Nach Abschluss der Befragung zu diesen Modulen wurden die Angaben in einem neuen Modul automatisch auf Lücken und Überschneidungen geprüft sowie vergessene bzw. noch nicht angesprochene Aktivitäten aufgenommen. Dem Interviewer wurde vorgegeben, wo solche Probleme vorhanden sind, und er konnte dann gezielt nach deren Korrektheit fragen. In dieser Prüfsequenz war es möglich, auch die einzelnen Hauptmodule erneut aufzurufen, um Zeitkorrekturen an bereits erfassten Episoden und Neueingaben von bis zu diesem Zeitpunkt noch nicht erfassten Hauptaktivitäten zu ermöglichen. Der Interviewer wurde innerhalb dieser Prüfsequenz unterstützt, indem Informationen über die bisher erfassten Angaben zur Verfügung gestellt (grafisch und tabellarisch), die problematischen Zeiträume besonders gekennzeichnet und entsprechend Fragen zu Überschneidungen bzw. Lücken eingeblendet wurden. Nach Eingabe von Korrekturen aktualisierten sich Tabelle, Grafik und Prüfsequenz automatisch so lange, bis alle problematischen Punkte bearbeitet wurden.

Ablauf und Zeitplan (in German only)

Mai 2004 Pretest der Evaluationsstudie (16 aus LV-West 64)
Mai-Juni 2004 Evaluationsstudie (600 aus LV-West 64)
Juni 2004 Pretest der Wiederholungsbefragung (16 aus LV-West 64)
Juli-August 2004 Wiederholungsbefragung (alle aus LV-West 71 und LV-Ost 71)

 

Angestrebte Fallzahl (in German only)

Evaluation des Erhebungsinstruments

Für die Evaluation des Erhebungsinstruments sollten ausschließlich die Adressen von Angehörigen der LV-West 64 zum Einsatz kommen. Hier sollten die Module Wohngeschichte, Erziehungsurlaub, Ausbildung, Erwerbstätigkeiten, Arbeitslosigkeiten von 300 Personen ohne Unterstützung durch einen Kalender und 300 Personen mit Unterstützung durch einen Kalender erhoben werden.
Wiederholungsbefragung

Wiederholungsbefragung

Von den 1.435 Fällen der LV-West 71 erklärten sich 108 nicht panelbereit, damit betrug die Bruttostichprobe 1.327 Fälle.
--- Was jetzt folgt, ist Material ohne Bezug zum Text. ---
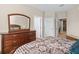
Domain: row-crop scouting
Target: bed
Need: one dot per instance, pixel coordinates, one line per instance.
(47, 45)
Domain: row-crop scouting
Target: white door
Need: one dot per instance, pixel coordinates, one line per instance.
(49, 26)
(38, 26)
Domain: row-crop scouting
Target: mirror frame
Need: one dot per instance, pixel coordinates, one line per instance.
(16, 14)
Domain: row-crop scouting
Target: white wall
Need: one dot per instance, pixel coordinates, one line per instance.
(6, 9)
(49, 24)
(23, 9)
(73, 23)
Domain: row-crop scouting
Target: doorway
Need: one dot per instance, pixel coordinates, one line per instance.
(62, 27)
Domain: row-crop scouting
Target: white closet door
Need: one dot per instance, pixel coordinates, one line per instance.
(49, 26)
(38, 26)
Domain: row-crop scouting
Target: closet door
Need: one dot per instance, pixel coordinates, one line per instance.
(49, 26)
(38, 26)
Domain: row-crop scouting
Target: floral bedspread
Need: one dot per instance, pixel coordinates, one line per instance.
(48, 45)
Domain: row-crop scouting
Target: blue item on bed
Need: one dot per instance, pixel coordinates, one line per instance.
(75, 48)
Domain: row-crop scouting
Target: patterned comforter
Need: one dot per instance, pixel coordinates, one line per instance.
(48, 45)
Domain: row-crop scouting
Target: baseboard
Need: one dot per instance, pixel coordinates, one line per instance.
(70, 38)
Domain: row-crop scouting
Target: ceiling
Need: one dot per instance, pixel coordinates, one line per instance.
(53, 7)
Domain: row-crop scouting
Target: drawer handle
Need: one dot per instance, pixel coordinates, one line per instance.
(14, 41)
(14, 35)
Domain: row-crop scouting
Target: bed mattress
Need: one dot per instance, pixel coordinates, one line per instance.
(47, 45)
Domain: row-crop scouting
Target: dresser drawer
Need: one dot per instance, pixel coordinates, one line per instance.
(7, 49)
(12, 36)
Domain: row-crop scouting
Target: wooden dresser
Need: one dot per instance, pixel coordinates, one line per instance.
(11, 41)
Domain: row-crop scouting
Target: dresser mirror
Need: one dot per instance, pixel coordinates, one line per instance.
(18, 22)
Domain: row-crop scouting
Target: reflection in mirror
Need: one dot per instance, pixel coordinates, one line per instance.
(18, 21)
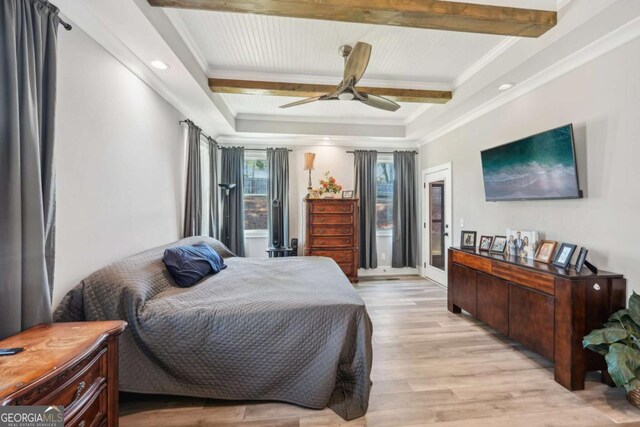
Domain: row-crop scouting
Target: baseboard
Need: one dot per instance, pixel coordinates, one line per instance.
(387, 270)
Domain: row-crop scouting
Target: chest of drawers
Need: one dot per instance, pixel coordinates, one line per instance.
(74, 365)
(332, 231)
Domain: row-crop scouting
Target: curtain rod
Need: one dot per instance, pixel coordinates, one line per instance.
(201, 133)
(253, 149)
(65, 24)
(385, 152)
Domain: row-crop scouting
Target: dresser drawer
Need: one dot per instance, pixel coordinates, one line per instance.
(93, 412)
(346, 241)
(335, 207)
(88, 378)
(531, 279)
(335, 219)
(331, 230)
(338, 256)
(472, 261)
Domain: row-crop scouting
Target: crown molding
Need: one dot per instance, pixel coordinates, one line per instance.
(589, 52)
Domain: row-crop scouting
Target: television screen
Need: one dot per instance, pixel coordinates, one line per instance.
(541, 166)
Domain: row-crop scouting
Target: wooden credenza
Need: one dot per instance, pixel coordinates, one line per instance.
(332, 231)
(545, 308)
(74, 365)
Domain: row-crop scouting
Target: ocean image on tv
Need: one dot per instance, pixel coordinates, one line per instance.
(538, 167)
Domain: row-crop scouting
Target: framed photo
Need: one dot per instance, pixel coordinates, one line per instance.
(468, 240)
(563, 257)
(521, 243)
(499, 245)
(545, 251)
(582, 257)
(485, 243)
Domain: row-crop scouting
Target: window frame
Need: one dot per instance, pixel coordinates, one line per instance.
(260, 233)
(384, 158)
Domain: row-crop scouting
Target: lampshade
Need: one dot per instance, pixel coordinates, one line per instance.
(308, 161)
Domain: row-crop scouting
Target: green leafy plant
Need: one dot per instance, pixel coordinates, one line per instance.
(619, 343)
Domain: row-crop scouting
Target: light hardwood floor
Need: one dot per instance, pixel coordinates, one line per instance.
(430, 367)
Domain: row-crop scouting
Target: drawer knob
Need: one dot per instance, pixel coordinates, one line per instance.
(81, 387)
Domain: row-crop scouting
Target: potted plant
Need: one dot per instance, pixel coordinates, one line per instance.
(329, 188)
(619, 343)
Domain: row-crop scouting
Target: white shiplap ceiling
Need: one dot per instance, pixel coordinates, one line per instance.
(256, 47)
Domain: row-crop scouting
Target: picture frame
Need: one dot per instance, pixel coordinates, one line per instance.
(564, 255)
(546, 251)
(468, 240)
(498, 245)
(522, 243)
(485, 243)
(582, 257)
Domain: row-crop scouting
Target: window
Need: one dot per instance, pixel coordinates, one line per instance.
(256, 179)
(384, 196)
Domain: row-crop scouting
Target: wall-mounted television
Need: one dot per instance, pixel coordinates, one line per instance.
(538, 167)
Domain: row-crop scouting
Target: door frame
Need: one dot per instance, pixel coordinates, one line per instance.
(447, 170)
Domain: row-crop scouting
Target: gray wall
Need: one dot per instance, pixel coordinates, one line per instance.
(602, 100)
(120, 162)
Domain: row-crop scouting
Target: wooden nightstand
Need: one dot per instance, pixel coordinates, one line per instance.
(74, 365)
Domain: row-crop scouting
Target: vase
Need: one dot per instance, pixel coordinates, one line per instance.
(634, 397)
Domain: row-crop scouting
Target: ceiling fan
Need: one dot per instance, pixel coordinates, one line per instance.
(355, 64)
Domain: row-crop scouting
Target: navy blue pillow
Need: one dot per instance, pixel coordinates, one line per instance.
(189, 264)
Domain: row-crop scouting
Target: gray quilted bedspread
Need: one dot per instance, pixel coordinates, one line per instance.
(285, 329)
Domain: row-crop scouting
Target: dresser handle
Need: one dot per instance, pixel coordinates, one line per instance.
(81, 387)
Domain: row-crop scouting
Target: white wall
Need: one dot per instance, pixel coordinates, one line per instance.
(602, 100)
(340, 164)
(120, 163)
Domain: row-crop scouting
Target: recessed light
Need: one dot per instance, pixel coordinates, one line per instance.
(159, 65)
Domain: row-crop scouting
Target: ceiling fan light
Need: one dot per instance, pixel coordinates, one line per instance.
(346, 96)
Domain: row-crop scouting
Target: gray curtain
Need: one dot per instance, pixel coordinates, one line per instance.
(405, 210)
(28, 56)
(232, 230)
(193, 205)
(278, 164)
(214, 191)
(365, 188)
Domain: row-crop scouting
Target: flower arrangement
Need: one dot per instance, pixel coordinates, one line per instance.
(328, 185)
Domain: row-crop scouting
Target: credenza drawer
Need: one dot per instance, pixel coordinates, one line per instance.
(335, 207)
(336, 219)
(531, 279)
(332, 230)
(335, 241)
(472, 261)
(338, 256)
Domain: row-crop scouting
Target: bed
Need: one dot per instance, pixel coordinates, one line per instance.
(284, 329)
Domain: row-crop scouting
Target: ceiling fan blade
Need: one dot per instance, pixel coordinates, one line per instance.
(357, 62)
(302, 102)
(377, 102)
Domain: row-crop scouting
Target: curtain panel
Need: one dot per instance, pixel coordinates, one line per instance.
(405, 210)
(193, 202)
(278, 196)
(365, 190)
(28, 60)
(232, 230)
(214, 191)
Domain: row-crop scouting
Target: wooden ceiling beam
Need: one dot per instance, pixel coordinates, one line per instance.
(250, 87)
(429, 14)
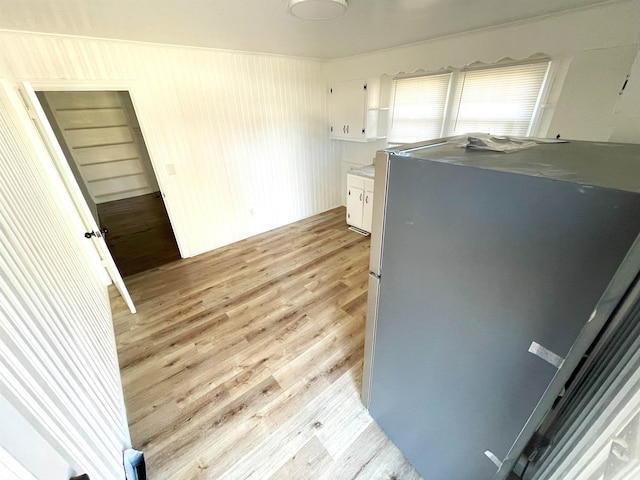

Geht man von einer ähnlichen Ausschöpfungsquote wie in den vorherigen Lebensverlaufsstudien von ca. 60 Prozent aus, sollte die Nachbefragung der LV-West 71 ca. 800 auswertbare Interviews erbringen.

Von den 610 Fällen der LV-Ost 71 erklärten sich 44 nicht panelbereit, damit betrug die Bruttostichprobe 566 Fälle. Geht man von einer ähnlichen Ausschöpfungsquote wie in den vorherigen Lebensverlaufsstudien von ca. 60 Prozent aus, sollte die Nachbefragung der LV-Ost 71 ca. 340 auswertbare Interviews erbringen.